Loose black tea, crushed herb tea, mint leaf tea, flower petal tea -- there were superfluous amounts of tea in Nanshe's palace of a home. Back in London, the cupboards of her small, run-down flat had barely enough room for essentials. Here in her new home, created for her widows and for her orphans (and for Shamash), the Sumerian goddess had spared no luxury. One of those luxuries was tea.
All throughout the day, she and her widows had been hard at work baking traditional Indian desserts. Gulab jamun, kulfi, gajjar ka halwa... She knew her children would want them, and the widows were a joy to work with in the kitchen. It took a few tries before Nanshe made a pan of brownies that didn't look like they'd been blowtorched, but the widows were kind and only laughed a little.

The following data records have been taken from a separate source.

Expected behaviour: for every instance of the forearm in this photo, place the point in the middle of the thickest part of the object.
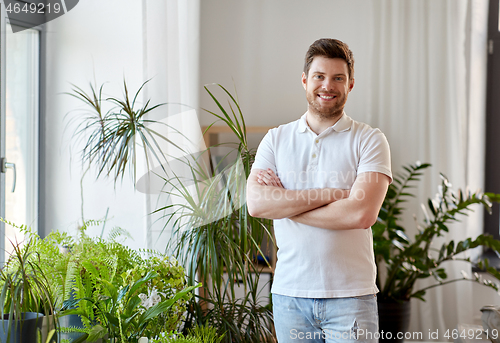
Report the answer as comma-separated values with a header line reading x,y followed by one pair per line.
x,y
359,211
277,203
341,215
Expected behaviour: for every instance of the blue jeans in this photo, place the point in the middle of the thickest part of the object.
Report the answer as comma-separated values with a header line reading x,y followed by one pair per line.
x,y
340,320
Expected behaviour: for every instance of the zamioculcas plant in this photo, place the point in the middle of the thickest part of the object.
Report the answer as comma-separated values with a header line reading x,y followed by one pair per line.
x,y
406,259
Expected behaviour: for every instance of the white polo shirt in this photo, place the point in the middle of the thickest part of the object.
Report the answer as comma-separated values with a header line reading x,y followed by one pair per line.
x,y
315,262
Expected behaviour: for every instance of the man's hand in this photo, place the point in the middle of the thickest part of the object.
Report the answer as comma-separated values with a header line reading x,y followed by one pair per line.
x,y
267,198
359,211
269,178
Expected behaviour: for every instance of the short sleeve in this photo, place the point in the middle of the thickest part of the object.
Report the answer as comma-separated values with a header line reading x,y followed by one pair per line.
x,y
265,157
375,154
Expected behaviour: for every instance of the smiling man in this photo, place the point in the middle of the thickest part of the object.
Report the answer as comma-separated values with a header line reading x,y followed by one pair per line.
x,y
323,178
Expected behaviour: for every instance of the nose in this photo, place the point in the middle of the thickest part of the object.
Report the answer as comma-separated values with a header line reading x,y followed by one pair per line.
x,y
327,84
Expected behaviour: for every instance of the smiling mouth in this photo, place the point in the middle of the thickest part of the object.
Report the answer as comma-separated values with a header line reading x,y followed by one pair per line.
x,y
326,97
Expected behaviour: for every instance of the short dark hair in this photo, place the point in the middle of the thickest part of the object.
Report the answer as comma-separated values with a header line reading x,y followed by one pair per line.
x,y
330,48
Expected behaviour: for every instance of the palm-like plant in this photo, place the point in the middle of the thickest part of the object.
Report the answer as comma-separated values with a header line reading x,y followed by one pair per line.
x,y
216,238
407,260
25,288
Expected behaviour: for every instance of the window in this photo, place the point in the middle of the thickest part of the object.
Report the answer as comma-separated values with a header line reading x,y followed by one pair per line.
x,y
492,167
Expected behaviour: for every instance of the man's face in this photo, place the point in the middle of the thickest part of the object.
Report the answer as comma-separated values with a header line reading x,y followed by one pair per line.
x,y
327,86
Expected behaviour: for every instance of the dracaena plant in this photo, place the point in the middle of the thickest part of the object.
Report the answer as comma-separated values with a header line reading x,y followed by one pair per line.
x,y
402,260
215,237
115,130
24,287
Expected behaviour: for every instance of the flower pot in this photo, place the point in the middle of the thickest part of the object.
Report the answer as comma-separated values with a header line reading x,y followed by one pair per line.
x,y
24,330
394,320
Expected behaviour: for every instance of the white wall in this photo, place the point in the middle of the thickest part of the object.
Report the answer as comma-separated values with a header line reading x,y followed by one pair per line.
x,y
260,45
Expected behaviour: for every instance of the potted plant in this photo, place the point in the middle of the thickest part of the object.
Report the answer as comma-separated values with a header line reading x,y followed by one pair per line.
x,y
122,315
217,239
101,282
26,299
402,260
213,234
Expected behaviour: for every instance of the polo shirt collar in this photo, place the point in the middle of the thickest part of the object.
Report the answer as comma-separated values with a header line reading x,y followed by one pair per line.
x,y
343,124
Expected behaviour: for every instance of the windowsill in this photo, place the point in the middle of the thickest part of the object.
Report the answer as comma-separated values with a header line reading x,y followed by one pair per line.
x,y
493,259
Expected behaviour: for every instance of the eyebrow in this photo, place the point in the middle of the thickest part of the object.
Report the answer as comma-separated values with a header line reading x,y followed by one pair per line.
x,y
323,73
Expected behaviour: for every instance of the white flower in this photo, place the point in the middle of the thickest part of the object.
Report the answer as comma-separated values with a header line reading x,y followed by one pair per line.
x,y
153,298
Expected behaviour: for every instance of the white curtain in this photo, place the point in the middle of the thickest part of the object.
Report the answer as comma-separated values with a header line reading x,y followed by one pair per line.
x,y
428,97
171,61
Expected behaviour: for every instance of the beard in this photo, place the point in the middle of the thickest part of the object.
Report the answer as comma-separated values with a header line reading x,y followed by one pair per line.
x,y
326,111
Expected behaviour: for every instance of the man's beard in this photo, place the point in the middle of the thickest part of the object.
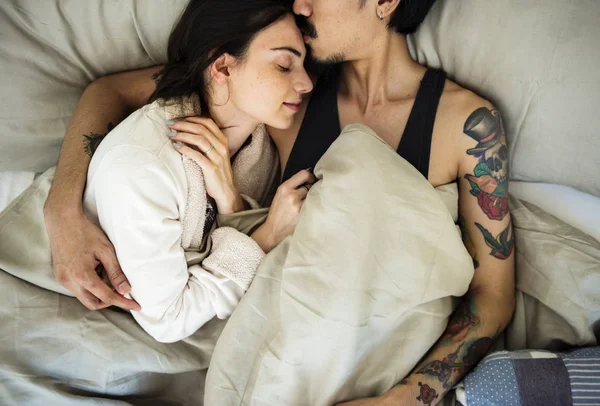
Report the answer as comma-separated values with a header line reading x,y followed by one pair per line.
x,y
307,28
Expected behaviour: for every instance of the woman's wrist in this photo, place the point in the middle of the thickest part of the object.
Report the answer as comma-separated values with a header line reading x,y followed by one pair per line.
x,y
264,238
232,204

Truth: Nanshe laughed too.
The palace was alive with laughter today, it seemed to Nanshe. After having slept perhaps too long into the morning with Utu (and later, without him, when he stole away to work downstairs on the protections for the place), there was hardly any chance of dampening her spirits. Even if Utu thought that her invitation was going to end them all in a spot of trouble. Inanna had come, too -- she felt her niece's presence when she arrived -- and with the siblings working together, Nanshe had all faith that the palace would be one of the safest, kindest places on the whole of the earth. Yes, there was much laughter, and much of it was coming from the kitchen.
So much, she almost missed the knock at the door. But it was the presence that could not be ignored. Wiping flour from her hands, she set a kettle of water on the stove for that tea she'd so carefully laid out, then hurried to answer the door.
"Morpheus!" she beamed, extending her hand to draw him through the great sandstone archway. "I'm so glad you came!" And then she looked behind him. There was no one. The smile didn't fade, but she tilted her head in silent question. That question made it to the light after all, a second later. "Is there no one else?" she asked softly, in a voice wholly without judgment.